Databricks Community

notwarte · a week ago

Hi,

I am using Azure and I do have predictive optimization enable on the catalog. I have wrote a script to calculate the data amounts of all of the tables - looping over all of the tables and running "describe detail".

All of the tables amount to ~ 1.5 TB. Running the selection statistics on the catalog using Azure Storage Explorer returns around 6TB.

What might be causing this, how can I drill down the storage amounts?

I do have quite a few big materialized views (some with billions of rows), the vacuum retention is 7days.

Isi · a week ago

Hey @notwarte ,

Maybe I can help you.

There are several likely factors contributing to this:

Predictive Optimization runs background jobs (OPTIMIZE, VACUM, ANALYZE) that rewrite data files to improve query performance. These optimized files coexist with the older files until vacuum cleans them up. This means that for a period of time, both the new and old data files are stored, increasing storage usage.
The DESCRIBE DETAIL command only reflects the current active data files. It does not include old files that have been replaced or marked for deletion. But Azure Storage Explorer shows everything that exists physically in the storage, including older data files, transaction logs, and temporary files.
Materialized views are also stored as physical Delta tables. They may not be included in your script if it only loops over regular tables. Since these views are refreshed automatically and can contain a lot of data, they could be taking up a substantial amount of space.
Temporary or intermediate files left behind from operations like OPTIMIZE, MERGE, or COPY INTO can also accumulate if they are not cleaned up, especially if jobs fail or get interrupted.

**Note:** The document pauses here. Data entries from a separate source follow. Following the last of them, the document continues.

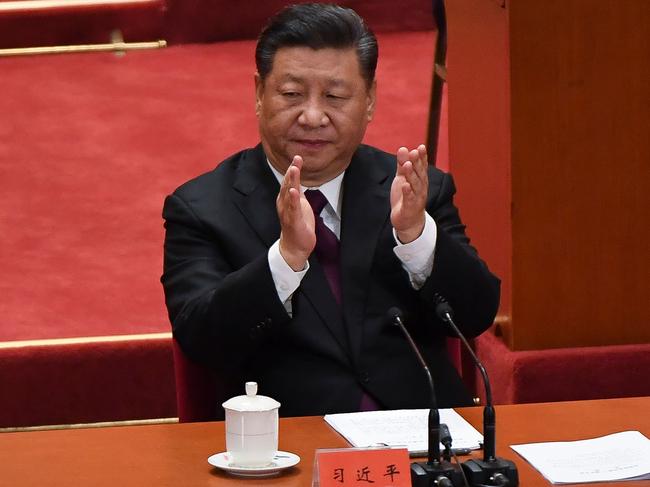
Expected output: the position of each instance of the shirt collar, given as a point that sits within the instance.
(331, 189)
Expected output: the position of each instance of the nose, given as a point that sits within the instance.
(313, 115)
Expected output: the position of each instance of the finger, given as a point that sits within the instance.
(419, 161)
(402, 156)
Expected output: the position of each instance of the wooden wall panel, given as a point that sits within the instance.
(479, 129)
(579, 154)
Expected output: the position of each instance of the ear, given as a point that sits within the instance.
(259, 93)
(371, 100)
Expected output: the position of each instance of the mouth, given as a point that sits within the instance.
(312, 144)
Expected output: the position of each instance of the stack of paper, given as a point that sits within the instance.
(620, 456)
(403, 427)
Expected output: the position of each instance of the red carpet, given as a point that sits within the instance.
(91, 143)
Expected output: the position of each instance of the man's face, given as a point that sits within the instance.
(315, 104)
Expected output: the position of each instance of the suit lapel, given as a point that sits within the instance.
(366, 210)
(256, 190)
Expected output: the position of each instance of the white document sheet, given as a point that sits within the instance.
(402, 427)
(619, 456)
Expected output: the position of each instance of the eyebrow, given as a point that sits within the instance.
(333, 82)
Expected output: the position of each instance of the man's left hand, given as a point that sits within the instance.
(408, 193)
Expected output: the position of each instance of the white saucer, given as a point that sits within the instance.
(281, 461)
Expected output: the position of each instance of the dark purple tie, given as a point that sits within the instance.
(328, 252)
(327, 245)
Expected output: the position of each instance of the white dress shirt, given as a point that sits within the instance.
(416, 257)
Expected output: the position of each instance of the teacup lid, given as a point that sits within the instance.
(251, 401)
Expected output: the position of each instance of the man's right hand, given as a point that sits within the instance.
(298, 236)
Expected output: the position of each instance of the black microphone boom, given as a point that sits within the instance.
(434, 471)
(491, 470)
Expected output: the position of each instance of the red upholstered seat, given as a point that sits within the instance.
(196, 387)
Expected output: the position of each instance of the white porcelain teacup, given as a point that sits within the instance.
(251, 428)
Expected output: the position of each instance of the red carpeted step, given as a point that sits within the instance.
(32, 23)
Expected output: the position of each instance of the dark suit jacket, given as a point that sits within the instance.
(225, 311)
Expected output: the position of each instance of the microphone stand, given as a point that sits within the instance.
(491, 470)
(434, 471)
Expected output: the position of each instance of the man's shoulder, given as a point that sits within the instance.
(219, 178)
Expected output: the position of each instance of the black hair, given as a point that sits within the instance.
(317, 26)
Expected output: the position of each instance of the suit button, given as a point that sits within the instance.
(255, 332)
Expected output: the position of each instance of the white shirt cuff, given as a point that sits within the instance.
(417, 256)
(285, 278)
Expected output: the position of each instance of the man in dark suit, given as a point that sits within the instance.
(262, 283)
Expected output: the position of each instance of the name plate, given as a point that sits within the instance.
(378, 467)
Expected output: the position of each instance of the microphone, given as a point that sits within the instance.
(492, 470)
(433, 471)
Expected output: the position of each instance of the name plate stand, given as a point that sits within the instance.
(358, 467)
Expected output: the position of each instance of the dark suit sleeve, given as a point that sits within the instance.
(459, 275)
(220, 310)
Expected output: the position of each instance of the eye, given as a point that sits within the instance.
(291, 95)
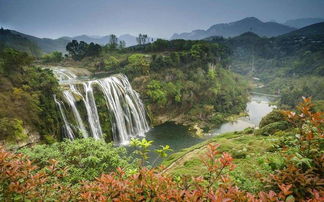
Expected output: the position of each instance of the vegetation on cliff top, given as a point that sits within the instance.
(289, 168)
(26, 99)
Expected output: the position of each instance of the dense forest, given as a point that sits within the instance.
(73, 122)
(290, 65)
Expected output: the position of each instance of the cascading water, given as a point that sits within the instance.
(68, 129)
(124, 104)
(71, 101)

To investigate further, I suggest:

Make sure your script includes materialized views in addition to regular tables.
Use Azure Storage Explorer to sort folders by size or modification date. This will help you identify which datasets are generating the most residual data.
Run VACUUM with the DRY RUN option on key tables to see how many stale files are still there
Consider lowering the vacuum retention period if your use case allows it, especially for fast-changing tables.

Best, 🙂

Isi

notwarte · a week ago

Hi @Isi ,

thank you for your answer. I cannot run "describe detail" on materialized views, that's they were not included in the script. Is there other way to find out their size? Most tables are append only, there are not that many stale files

notwarte · a week ago

I have used __databricks_internal catalog to find the underlying location of the materialized views. It turns out they are the ones which weighing so much. I was suspecting it can be them, but thank you for tipping me @Isi.

I did some more digging and the silver_raw table which is a streaming dlt table weights 30GB, silver publish materialized view, which is based on that silver_raw table, weights almost 1TB. I guess Databricks is smart enough not to store the same data twice, or I am missing something ?

Isi · Friday

Hey @notwarte,

Using the __databricks_internal catalog to trace the underlying storage location is a solid approach for investigating their footprint.

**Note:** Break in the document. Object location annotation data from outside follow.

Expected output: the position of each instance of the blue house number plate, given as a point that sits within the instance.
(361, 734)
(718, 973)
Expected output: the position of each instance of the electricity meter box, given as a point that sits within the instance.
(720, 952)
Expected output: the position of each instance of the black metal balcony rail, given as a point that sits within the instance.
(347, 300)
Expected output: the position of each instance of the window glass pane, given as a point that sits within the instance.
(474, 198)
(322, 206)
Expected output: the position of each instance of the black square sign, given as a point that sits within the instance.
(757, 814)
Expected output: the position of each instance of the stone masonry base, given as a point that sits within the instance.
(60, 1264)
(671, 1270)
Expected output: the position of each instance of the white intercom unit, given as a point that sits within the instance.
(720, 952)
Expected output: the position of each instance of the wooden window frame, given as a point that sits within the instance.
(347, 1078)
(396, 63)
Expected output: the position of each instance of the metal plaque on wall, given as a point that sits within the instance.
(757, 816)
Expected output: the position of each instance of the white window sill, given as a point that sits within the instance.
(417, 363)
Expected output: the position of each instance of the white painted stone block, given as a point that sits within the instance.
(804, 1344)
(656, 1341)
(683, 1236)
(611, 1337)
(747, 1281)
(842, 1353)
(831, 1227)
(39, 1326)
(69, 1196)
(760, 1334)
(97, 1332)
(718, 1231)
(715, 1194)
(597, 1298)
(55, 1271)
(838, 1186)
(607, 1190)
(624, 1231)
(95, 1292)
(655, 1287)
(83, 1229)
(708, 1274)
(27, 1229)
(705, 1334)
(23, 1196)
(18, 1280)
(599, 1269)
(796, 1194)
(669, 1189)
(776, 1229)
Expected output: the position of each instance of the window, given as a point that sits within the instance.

Regarding your question about storage duplication: yes, materialized views in Databricks do store a physical representation of the data independently from the source tables. Even if a materialized view is built on top of a Delta Live Table (like your silver_raw), Databricks does not re-use the same storage files. Instead, it maintains its own optimized version of the result set defined by the materialized view.

So if your silver_raw table is 30GB, and the silver_publish materialized view weighs almost 1TB, that suggests one of the following:

The transformation logic in the view significantly expands the data (e.g., joins, explodes, denormalization).
The view is accumulating data due to the way it is refreshed or retained.

Keep in mind that materialized views are optimized for query performance, not necessarily for storage efficiency. If the view is auto-refreshed and not using a proper partitioning or cleanup mechanism, it may grow continuously.

Recommendations:

Review whether the materialized view is necessary, or if the same goal could be achieved via an incremental table maintained with DLT or MERGE.
If you keep it, make sure it is partitioned appropriately and has some lifecycle or retention management in place.
Monitor the storage usage and refresh logic regularly, especially if you’re on S3 or ADLS where storage costs matter.

If you believe this answer is correct, please mark it as the solution for future users.

Hope this helps 🙂

Isi